JEMBER, RADARJEMBER.ID – Menata kota, membangun desa. Dua hal ini sejak lama diidamkan banyak orang. Namun demikian, untuk urusan membangun desa dalam hal pembangunan fisik sepertinya tahun 2022 nanti masih cukup sulit. Bagaimana tidak, desa yang dituntut bisa melakukan banyak terobosan ternyata belum di-support oleh dana yang kuat.

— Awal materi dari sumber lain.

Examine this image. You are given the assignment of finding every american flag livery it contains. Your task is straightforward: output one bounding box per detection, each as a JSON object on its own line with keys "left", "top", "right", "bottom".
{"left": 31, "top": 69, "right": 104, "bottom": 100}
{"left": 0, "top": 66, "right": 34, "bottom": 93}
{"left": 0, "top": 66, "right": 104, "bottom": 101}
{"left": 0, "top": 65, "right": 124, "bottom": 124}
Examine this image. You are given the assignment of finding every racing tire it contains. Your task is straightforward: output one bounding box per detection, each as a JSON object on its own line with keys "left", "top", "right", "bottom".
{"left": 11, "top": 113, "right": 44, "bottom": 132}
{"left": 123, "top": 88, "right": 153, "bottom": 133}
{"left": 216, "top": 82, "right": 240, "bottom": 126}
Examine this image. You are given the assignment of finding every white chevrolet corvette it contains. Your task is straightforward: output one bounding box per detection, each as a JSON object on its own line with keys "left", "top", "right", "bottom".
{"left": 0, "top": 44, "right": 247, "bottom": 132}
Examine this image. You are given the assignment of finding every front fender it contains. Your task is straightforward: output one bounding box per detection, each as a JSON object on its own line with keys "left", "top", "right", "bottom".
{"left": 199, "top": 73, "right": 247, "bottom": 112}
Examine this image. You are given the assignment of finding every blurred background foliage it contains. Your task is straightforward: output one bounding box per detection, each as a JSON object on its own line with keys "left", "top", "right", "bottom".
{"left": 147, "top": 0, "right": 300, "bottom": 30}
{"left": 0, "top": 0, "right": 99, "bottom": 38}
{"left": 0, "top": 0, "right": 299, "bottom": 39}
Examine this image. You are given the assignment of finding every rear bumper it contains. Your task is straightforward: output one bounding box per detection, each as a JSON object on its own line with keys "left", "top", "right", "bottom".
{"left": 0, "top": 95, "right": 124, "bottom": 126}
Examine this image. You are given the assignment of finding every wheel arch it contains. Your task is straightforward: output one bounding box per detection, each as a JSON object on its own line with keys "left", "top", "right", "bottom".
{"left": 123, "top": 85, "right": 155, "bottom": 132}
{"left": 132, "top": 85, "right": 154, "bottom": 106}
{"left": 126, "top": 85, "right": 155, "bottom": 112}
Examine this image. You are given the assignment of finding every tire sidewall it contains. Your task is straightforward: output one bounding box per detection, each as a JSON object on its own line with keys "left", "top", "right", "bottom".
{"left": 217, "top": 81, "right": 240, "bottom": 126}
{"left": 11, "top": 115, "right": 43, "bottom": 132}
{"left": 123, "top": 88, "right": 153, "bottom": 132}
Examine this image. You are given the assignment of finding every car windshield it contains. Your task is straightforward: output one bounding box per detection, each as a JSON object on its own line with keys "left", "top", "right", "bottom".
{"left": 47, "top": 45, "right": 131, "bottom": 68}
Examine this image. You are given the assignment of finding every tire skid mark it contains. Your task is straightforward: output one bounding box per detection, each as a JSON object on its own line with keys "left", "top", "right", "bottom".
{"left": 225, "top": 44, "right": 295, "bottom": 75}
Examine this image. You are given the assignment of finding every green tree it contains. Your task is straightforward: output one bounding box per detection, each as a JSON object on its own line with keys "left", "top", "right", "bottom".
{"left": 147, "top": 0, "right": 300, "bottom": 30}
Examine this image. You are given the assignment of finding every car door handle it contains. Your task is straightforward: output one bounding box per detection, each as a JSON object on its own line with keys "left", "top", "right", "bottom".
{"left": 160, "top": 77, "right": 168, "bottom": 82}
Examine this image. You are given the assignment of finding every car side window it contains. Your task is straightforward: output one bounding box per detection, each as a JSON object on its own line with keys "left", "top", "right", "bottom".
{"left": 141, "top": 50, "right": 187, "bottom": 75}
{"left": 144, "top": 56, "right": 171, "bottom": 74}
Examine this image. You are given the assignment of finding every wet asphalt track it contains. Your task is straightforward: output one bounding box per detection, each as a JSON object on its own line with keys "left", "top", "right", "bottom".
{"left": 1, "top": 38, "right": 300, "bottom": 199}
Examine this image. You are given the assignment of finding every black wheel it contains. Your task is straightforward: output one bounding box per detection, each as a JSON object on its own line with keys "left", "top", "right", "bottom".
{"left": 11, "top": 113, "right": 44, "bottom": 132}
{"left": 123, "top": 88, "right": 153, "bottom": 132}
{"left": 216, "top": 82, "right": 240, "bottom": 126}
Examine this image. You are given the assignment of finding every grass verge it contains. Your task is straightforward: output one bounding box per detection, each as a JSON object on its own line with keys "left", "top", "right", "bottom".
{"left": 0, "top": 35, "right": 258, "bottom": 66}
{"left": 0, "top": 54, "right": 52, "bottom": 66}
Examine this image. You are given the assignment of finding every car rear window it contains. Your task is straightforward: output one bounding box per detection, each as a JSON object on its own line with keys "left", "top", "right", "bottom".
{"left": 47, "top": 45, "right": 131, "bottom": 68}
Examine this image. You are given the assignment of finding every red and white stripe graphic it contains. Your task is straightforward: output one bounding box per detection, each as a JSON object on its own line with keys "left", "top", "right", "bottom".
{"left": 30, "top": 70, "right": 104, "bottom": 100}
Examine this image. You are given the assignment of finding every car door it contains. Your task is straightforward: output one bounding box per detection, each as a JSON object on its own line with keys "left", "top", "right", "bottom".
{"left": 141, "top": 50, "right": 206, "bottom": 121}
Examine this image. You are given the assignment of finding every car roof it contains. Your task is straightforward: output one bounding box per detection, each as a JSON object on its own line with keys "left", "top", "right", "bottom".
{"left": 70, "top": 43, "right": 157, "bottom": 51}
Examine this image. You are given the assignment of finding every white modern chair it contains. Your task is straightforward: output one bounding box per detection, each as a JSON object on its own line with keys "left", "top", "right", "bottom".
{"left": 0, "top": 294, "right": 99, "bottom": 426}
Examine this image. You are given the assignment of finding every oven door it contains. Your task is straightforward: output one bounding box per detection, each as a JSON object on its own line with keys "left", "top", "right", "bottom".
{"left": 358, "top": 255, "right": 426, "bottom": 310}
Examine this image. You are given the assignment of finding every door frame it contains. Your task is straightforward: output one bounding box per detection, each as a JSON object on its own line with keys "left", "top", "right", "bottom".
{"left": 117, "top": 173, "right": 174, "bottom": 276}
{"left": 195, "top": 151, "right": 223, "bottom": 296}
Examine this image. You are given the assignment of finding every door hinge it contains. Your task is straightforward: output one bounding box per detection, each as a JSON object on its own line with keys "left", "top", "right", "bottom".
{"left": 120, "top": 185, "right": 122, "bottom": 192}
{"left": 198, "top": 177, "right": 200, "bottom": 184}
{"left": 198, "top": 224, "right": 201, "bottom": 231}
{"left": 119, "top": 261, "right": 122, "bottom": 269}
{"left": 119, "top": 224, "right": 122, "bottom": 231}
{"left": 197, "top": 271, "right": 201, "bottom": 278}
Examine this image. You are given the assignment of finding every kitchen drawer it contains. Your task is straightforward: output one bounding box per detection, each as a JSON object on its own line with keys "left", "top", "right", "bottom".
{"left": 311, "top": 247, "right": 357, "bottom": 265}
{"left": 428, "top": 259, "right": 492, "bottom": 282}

Dalam dua tahun terakhir atau sejak pandemi Covid-19 hadir, pemerintah bisa dibilang cukup minim dalam membangun infrastruktur. Penyebabnya, sebagian dana desa (DD) harus dialihkan untuk penanganan pandemi. Serta harus dialokasikan untuk tambahan penanganan dampak ekonomi akibat pandemi berupa bantuan langsung tunai (BLT).
Penelusuran Jawa Pos Radar Jember, dalam dua tahun terakhir, DD yang dialirkan untuk penanganan pandemi yakni sekitar 43 persen. Sebanyak 8 persen untuk penanganan pandemi, sementara 35 persen untuk penanganan dampak ekonomi berupa BLT.
Menjelang pergantian tahun ini, sejumlah kades bisa dibilang galau atas terbitnya Peraturan Presiden (Perpres) Nomor 104 Tahun 2021 tentang Perincian APBN 2022. Di mana dalam perpres tersebut diatur kembali mengenai kewajiban penggunaan dana desa.
Dalam Perpres Nomor 104 secara tegas diatur pada pasal 5 mengenai ketentuan penggunaan DD. Poin pentingnya yaitu BLT DD yang sebelumnya harus dianggarkan maksimal 35 persen, berubah menjadi paling sedikit BLT DD 40 persen. Ketentuan ini tidak lain dimaksudkan untuk penanganan dampak ekonomi akibat pandemi.
Selain itu, ketentuan DD juga wajib dianggarkan untuk penanganan pandemi paling sedikit 8 persen. Ada lagi, pemerintah desa juga harus menganggarkan program ketahanan pangan dan hewani dari DD dengan besaran paling sedikit 20 persen. Artinya, ada 68 persen dana yang ditransfer oleh pusat tidak bisa diutak-atik berdasar Perpres 104.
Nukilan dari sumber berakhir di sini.